Чужак напоминал мне чем-то Тари. Воронёнок тоже был так неприлично красив, что это, казалось бы, должно было делать его женственным и слащавым, но почему-то не делало. Возможно, потому что всю свою взрослую жизнь салдорец был обезображен уродливыми шрамами, и даже сейчас, лишившись их, он как будто стеснялся себя. И это казалось удивительно милым даже мне, знающей на своей шкуре, что милым он отнюдь не был — за обликом стеснительного и робкого юноши скрывался человек безжалостный и суровый. Впрочем, каким ещё может быть мужчина, выросший в пустыне? О, Тари был совсем не прост.
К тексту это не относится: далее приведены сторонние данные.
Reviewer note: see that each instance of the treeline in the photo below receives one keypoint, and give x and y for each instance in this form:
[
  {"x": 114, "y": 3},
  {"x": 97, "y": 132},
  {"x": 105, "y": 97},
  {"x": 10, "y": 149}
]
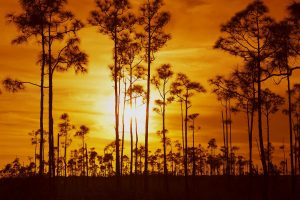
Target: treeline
[{"x": 268, "y": 50}]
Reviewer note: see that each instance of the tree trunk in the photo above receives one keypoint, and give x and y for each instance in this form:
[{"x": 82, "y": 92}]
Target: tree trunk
[
  {"x": 186, "y": 127},
  {"x": 41, "y": 167},
  {"x": 86, "y": 161},
  {"x": 148, "y": 94},
  {"x": 259, "y": 103},
  {"x": 182, "y": 128},
  {"x": 227, "y": 141},
  {"x": 164, "y": 132},
  {"x": 290, "y": 127},
  {"x": 194, "y": 160},
  {"x": 269, "y": 143},
  {"x": 65, "y": 155},
  {"x": 130, "y": 123},
  {"x": 136, "y": 142},
  {"x": 57, "y": 164},
  {"x": 116, "y": 105},
  {"x": 123, "y": 126},
  {"x": 50, "y": 74}
]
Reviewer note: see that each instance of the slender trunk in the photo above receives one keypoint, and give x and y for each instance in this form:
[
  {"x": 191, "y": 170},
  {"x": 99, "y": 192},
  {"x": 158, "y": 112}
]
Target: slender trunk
[
  {"x": 185, "y": 129},
  {"x": 35, "y": 147},
  {"x": 41, "y": 168},
  {"x": 230, "y": 138},
  {"x": 83, "y": 157},
  {"x": 164, "y": 131},
  {"x": 116, "y": 104},
  {"x": 194, "y": 160},
  {"x": 123, "y": 125},
  {"x": 259, "y": 107},
  {"x": 251, "y": 125},
  {"x": 136, "y": 141},
  {"x": 65, "y": 154},
  {"x": 224, "y": 140},
  {"x": 298, "y": 137},
  {"x": 269, "y": 143},
  {"x": 57, "y": 162},
  {"x": 130, "y": 123},
  {"x": 86, "y": 161},
  {"x": 182, "y": 128},
  {"x": 227, "y": 141},
  {"x": 148, "y": 94},
  {"x": 50, "y": 74},
  {"x": 290, "y": 127}
]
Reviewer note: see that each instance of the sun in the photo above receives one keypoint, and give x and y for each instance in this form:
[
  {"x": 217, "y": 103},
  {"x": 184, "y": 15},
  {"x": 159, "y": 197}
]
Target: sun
[{"x": 137, "y": 113}]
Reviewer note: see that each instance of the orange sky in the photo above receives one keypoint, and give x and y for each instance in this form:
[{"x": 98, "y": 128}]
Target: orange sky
[{"x": 88, "y": 98}]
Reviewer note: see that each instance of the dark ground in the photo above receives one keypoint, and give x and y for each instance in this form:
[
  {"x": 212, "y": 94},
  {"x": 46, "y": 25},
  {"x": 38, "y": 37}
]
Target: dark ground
[{"x": 204, "y": 187}]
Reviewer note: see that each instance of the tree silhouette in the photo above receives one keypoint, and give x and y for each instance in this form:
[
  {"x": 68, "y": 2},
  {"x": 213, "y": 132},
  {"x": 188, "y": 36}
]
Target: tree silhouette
[
  {"x": 153, "y": 38},
  {"x": 225, "y": 89},
  {"x": 247, "y": 35},
  {"x": 62, "y": 27},
  {"x": 193, "y": 117},
  {"x": 285, "y": 40},
  {"x": 31, "y": 23},
  {"x": 112, "y": 18},
  {"x": 270, "y": 105},
  {"x": 64, "y": 128},
  {"x": 184, "y": 89},
  {"x": 246, "y": 101},
  {"x": 83, "y": 130},
  {"x": 129, "y": 50},
  {"x": 34, "y": 142},
  {"x": 135, "y": 92},
  {"x": 160, "y": 80}
]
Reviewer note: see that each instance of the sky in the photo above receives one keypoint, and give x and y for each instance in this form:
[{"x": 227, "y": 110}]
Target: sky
[{"x": 88, "y": 99}]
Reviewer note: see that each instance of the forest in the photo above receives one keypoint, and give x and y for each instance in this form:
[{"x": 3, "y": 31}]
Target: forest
[{"x": 269, "y": 50}]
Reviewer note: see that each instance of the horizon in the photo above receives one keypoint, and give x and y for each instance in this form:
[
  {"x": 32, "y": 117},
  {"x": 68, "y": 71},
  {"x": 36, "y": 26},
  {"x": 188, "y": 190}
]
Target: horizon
[{"x": 88, "y": 98}]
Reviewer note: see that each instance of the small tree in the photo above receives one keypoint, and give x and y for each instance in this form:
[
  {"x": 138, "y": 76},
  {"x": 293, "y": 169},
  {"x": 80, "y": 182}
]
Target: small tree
[
  {"x": 193, "y": 117},
  {"x": 160, "y": 80},
  {"x": 81, "y": 133},
  {"x": 64, "y": 128},
  {"x": 184, "y": 89},
  {"x": 270, "y": 104},
  {"x": 153, "y": 38},
  {"x": 112, "y": 18}
]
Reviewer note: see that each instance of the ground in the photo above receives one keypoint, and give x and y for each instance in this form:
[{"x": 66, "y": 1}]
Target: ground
[{"x": 133, "y": 188}]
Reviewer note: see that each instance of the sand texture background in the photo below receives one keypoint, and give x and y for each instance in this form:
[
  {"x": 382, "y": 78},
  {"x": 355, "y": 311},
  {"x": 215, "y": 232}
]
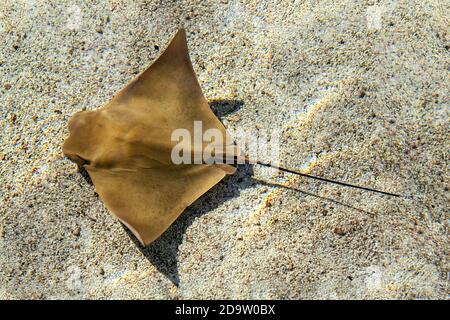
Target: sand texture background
[{"x": 359, "y": 90}]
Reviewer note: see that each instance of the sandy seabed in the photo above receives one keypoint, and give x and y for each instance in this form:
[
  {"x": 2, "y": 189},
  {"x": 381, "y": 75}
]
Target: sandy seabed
[{"x": 358, "y": 89}]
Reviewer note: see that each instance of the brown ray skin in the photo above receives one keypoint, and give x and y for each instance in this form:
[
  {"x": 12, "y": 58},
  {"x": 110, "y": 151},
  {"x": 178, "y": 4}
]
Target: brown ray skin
[{"x": 126, "y": 145}]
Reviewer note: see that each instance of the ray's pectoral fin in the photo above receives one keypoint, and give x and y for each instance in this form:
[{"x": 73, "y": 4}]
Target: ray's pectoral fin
[
  {"x": 149, "y": 201},
  {"x": 126, "y": 145}
]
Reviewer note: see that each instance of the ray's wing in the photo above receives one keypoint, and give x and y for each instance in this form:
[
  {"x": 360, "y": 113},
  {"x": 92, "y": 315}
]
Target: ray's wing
[
  {"x": 126, "y": 145},
  {"x": 149, "y": 201}
]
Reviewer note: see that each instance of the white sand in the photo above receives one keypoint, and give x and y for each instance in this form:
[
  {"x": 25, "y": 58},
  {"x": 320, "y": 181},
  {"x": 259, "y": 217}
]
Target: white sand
[{"x": 360, "y": 91}]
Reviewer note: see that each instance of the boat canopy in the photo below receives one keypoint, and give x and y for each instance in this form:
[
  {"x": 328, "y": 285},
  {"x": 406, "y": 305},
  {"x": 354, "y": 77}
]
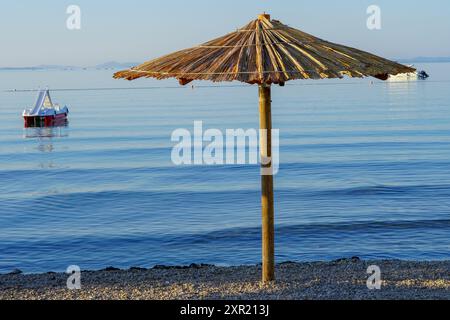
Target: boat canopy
[{"x": 43, "y": 101}]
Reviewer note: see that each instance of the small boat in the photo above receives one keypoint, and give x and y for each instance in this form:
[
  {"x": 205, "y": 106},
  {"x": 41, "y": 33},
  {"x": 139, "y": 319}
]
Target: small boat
[
  {"x": 45, "y": 113},
  {"x": 411, "y": 76}
]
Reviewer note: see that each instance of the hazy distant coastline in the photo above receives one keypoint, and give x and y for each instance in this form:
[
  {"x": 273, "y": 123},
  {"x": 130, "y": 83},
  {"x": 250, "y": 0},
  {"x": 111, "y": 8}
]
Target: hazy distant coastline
[
  {"x": 124, "y": 65},
  {"x": 103, "y": 66}
]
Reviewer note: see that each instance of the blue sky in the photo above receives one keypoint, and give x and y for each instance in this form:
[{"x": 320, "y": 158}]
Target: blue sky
[{"x": 34, "y": 32}]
Но вот по сравнению с этим незнакомцем салдорец был как щенок рядом с матёрым волком. Нечеловеческая и обезличенная красота незнакомца завораживала и в то же время пугала — как будто я увидела... нет, даже не дикого зверя, а древнего ящера, что по легендам охраняли в пещерах груды драгоценностей и золота. Дракона, прятавшегося в хлипком человеческом теле, не способном скрыть всю его истинную мощь. Он был опасным и хладнокровным хищником — я, лишь недавно открывшая в себе вторую, животную сущность, сейчас чувствовало это со всей остротой. И меня разрывала эта двойственность. Агнесса Эйнхери откровенно любовалась красотой мужчины, а зверь во мне замер в ужасе, надеясь, что его не заметят и не съедят. Я не могла ни бежать, ни сделать хоть что-то, застыв в ступоре, в то время как незнакомец столь же тщательно, и столь же восхищённо изучал меня.